Protecting the Apollo Landing Sites From Later Landings
R3d M3rcury writes "The Lunar X-Prize is a contest offering $20 million to the first private organization to land and maneuver a robotic rover on the moon. There is also a $1 million bonus to anyone who can get a picture of a man-made object on the moon. But one archeologist believes that 'The sites of early lunar landings are of unparalleled significance in the history of humanity, and extraordinary caution should be taken to protect them.' He's concerned that we may end up with rover tracks destroying historic artifacts, such as Neil Armstrong's first bootprint, or that a mistake could send a rocket slamming into a landing site. He calls on the organizers to ban any contestant from landing within 100KM of a prior moon landing site. Now he seems to think this just means Apollo. What about the Luna and Surveyor landers? What about the Lunokhod rovers? Are they fair game?"
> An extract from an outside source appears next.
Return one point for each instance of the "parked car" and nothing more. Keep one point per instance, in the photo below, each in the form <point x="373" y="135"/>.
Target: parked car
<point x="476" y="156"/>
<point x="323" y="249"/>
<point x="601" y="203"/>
We have a picture of it right? Seriously what if every time somebody did something new that spot was forbidden to be stepped on again? asinine. What if nobody as allowed to visit the beach of Columbus's first landing sites? BFD, send a plaque or something and stop wasting your time worrying about whether a footprint is going to disappear someday. It will.
/* oops I accidentally made a comment, sorry */
Great, now we'll need to deal with the lunar version of NIMBYs. I was personally looking forward to Hydrogen 3 and titanium surface mining on the Moon. I want vast robotic factories on the Moon so we can start mass producing segments for cylinder-type space colonies. I want to be able to retire in one of those space colonies.
It is a shame that some people exist merely to hold the rest of us back from our ideal Star Trek future with green alien babes.
How many places would remain if all those spots are banned? There are only so much good landing sites on the Moon.
At the current rate there are enough landing sites to keep us busy for a couple of thousand years.
http://michaelsmith.id.au
This is ridiculous idolatry. It's not like there is something we *don't* know about these events, there is nothing to discover there, and hence nothing to protect, as opposed to an archeological site.
The first bootprint was likely obliterated by the lunar ascent engine exhaust on the way out. Hello!
Why not? I personally think that preserving the artifacts of the first moon landing should be considered important.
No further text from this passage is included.